Legislation requiring big-box retail stores in Baltimore County to install video surveillance cameras for their parking lots will be introduced by the end of the year, a county councilman said yesterday.

The regulations would be included in an amendment to a law, enacted last spring, requiring shopping centers with 15 or more retail businesses to install the security cameras. A proposal that retail stores larger than 75,000 square feet be required to comply with the law was among the recommendations from a task force appointed to study the security camera law.

After the committee released its recommendations in September, County Councilman Kevin Kamenetz, a sponsor of the original bill, said he would consider them. Yesterday, Kamanetz said he would submit legislation to incorporate the recommendations. County Executive James T. Smith Jr., who had sought the creation of the task force, said he supported the proposal.

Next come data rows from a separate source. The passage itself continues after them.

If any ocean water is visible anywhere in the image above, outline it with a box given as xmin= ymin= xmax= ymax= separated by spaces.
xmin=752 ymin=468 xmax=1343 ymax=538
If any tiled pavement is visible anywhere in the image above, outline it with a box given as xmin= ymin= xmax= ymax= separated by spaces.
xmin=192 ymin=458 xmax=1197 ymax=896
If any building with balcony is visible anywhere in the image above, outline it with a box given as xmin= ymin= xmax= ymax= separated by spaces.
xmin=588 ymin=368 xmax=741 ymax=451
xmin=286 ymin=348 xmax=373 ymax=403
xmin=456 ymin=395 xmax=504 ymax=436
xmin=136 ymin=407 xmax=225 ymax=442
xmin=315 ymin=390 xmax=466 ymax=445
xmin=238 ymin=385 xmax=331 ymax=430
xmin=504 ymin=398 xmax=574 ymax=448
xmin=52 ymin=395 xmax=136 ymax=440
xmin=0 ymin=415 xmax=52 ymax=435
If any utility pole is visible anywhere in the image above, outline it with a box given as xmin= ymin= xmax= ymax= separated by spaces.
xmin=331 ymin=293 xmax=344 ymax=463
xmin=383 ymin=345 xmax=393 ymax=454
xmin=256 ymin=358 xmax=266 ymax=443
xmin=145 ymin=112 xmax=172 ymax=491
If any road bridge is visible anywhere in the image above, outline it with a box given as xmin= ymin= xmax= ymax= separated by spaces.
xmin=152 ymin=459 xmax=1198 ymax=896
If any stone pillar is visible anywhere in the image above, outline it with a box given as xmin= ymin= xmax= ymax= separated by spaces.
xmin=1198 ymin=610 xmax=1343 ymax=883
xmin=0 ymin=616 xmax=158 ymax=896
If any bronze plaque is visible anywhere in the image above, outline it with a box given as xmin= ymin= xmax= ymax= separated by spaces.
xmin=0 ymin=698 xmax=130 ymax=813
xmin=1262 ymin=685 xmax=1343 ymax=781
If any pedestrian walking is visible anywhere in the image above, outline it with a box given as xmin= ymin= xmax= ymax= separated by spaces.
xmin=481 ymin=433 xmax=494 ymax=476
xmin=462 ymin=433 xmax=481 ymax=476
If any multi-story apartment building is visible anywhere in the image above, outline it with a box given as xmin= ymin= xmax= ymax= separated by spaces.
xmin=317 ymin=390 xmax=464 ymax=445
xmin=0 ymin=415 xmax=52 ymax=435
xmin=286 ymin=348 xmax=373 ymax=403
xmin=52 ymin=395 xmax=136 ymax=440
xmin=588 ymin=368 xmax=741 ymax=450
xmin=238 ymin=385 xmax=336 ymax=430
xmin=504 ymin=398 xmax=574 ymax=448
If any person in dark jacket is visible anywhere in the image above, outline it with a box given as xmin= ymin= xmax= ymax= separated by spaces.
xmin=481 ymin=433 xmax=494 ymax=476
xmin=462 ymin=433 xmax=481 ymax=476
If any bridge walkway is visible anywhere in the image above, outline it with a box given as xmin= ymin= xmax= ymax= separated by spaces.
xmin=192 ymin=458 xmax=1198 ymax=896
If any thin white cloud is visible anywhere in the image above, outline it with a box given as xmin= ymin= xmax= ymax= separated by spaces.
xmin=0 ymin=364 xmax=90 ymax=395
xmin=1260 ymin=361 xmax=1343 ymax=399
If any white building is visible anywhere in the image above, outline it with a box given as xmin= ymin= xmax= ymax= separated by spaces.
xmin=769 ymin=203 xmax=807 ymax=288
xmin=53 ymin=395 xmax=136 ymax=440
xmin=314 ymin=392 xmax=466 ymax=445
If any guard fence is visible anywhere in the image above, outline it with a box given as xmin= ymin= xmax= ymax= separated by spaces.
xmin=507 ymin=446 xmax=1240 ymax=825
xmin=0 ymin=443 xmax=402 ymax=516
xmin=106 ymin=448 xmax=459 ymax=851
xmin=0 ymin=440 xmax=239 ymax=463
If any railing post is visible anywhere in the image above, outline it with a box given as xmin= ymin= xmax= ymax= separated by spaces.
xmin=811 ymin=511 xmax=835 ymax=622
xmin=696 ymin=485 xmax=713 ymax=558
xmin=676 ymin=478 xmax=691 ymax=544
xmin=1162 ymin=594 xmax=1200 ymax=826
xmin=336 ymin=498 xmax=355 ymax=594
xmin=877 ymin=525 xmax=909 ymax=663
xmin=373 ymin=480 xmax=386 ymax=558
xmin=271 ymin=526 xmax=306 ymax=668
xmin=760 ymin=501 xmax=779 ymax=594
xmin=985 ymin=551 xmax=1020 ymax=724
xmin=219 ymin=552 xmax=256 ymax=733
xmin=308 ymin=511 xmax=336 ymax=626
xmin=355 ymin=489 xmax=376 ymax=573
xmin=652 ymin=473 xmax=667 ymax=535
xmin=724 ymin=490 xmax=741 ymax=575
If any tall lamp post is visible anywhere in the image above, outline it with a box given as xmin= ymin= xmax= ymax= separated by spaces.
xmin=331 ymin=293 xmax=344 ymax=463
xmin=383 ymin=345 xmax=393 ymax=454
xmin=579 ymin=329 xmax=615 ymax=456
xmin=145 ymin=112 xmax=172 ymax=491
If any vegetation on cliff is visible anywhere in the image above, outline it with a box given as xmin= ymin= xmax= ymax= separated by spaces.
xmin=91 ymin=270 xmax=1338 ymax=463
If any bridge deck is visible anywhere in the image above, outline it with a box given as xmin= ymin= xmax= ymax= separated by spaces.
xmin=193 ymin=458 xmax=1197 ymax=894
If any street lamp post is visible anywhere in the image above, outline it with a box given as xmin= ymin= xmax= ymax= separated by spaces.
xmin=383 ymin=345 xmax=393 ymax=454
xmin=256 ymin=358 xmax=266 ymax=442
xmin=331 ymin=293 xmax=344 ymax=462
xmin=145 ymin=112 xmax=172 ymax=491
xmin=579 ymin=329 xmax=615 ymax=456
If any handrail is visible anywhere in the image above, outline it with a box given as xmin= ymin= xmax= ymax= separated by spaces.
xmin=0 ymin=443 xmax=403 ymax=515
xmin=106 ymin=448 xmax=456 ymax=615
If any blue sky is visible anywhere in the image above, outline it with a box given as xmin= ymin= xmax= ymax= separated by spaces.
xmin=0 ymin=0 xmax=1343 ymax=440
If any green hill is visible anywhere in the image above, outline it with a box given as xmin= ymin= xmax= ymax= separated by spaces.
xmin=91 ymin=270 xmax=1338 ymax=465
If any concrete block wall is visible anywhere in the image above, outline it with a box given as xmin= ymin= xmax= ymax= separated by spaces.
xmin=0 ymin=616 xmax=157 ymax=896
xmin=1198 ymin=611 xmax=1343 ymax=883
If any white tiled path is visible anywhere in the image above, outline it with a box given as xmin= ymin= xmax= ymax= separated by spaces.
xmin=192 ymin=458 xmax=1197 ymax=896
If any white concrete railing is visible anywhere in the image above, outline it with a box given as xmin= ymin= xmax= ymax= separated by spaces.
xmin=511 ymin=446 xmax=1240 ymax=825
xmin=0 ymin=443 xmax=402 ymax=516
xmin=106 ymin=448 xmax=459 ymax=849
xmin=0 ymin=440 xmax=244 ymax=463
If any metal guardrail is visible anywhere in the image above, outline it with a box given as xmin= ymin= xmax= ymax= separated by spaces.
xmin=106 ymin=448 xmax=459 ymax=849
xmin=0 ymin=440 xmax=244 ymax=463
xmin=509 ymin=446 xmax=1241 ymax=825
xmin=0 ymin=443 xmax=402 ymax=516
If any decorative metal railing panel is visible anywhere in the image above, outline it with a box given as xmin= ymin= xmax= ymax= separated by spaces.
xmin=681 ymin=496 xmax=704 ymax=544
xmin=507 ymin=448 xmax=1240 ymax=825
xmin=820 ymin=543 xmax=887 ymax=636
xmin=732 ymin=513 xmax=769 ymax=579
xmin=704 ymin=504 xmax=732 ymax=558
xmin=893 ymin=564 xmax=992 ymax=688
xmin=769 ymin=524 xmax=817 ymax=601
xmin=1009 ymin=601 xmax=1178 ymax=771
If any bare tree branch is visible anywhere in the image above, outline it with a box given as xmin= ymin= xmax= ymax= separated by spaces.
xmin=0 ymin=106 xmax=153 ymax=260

The committee, made up of business leaders, community members and police officials, also recommended that businesses be allowed to combine the use of security guards and surveillance cameras to comply with the law. Finally, it proposed that the county provide low-interest loans to eligible businesses to help pay for the installation of the cameras. The maximum loan would be $50,000.

Kamenetz, a Pikesville-Ruxton Democrat, said he would try to include a formula that would allow security guards to be used in place of security cameras. "What is the pan vision of cameras as opposed to the peripheral vision of a human being, and how do we equate that to square footage?" Kamenetz said.

The county's mall-security bill was passed in the wake of the Feb. 18 killing of St. Paul's School educator William A. Bassett, who was shot in the parking garage of Towson Town Center.

Joan Hatfield, president and chief executive officer of the Baltimore County Chamber of Commerce, said businesses owners in the county largely support the new security measures.

"There isn't a shopping center owner I know of that doesn't feel that good surveillance, good security brings clients," Hatfield said. "You're going to go shopping where you feel safe."